Оба родителя в корне пресекали подобные настроения. Уверен – у них был уговор на этот счет и они его твердо придерживались. И мои отношения с отцом никогда надолго не прерывались.
Легче всего мне ответить на такой вопрос: как бы я предпочел повторить жизнь – в одной семье с отцом или так, как она сложилась в действительности? Я совершенно искренне выбрал бы второе.
Книга – вот что становилось для него итогом жизни со всеми ее потрясениями,
Книга – сплав, а чтобы сплав был качественным, он должен содержать как можно больше чистых металлов и меньше посторонних примесей – шлаков.
По своему подлинному складу, скорее внутреннему, чем внешнему, отец, подобно, например, Горькому, был и оставался бродягой. И может быть, не нужно ему было никаких ни жен, ни семей. Но в жизни «складывалось» иначе, немало было и «шлаков».
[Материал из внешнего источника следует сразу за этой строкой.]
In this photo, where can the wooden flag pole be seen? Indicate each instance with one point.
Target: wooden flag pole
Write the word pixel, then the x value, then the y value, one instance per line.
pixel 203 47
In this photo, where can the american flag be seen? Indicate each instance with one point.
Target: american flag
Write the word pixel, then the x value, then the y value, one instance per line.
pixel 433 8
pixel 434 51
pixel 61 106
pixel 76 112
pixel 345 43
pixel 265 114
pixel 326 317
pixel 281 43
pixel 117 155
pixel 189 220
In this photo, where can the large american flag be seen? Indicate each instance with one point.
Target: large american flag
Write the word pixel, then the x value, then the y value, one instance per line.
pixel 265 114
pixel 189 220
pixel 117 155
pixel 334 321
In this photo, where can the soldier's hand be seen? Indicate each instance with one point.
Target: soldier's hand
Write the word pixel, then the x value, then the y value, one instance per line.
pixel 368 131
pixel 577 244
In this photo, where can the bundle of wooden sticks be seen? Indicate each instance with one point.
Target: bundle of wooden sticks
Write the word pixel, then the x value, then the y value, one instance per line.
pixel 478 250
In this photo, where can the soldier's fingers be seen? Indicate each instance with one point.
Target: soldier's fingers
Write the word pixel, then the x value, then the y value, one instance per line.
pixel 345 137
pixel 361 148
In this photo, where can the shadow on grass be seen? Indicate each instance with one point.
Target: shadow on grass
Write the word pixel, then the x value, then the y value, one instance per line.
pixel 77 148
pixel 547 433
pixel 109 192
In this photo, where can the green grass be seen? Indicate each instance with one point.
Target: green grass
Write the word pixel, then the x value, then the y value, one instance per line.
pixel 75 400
Когда он оставался за письменным столом, он считал себя вправе восстановить свое подлинное «я» и начинал жить литературной жизнью (а значит, для писателя – истинной). Тогда и рождалась «Повесть о жизни», где герой скитается один (пусть и обрекая себя на страдания от одиночества), а воспоминания о женах лишь воплощаются в преображенных образах любимых женщин.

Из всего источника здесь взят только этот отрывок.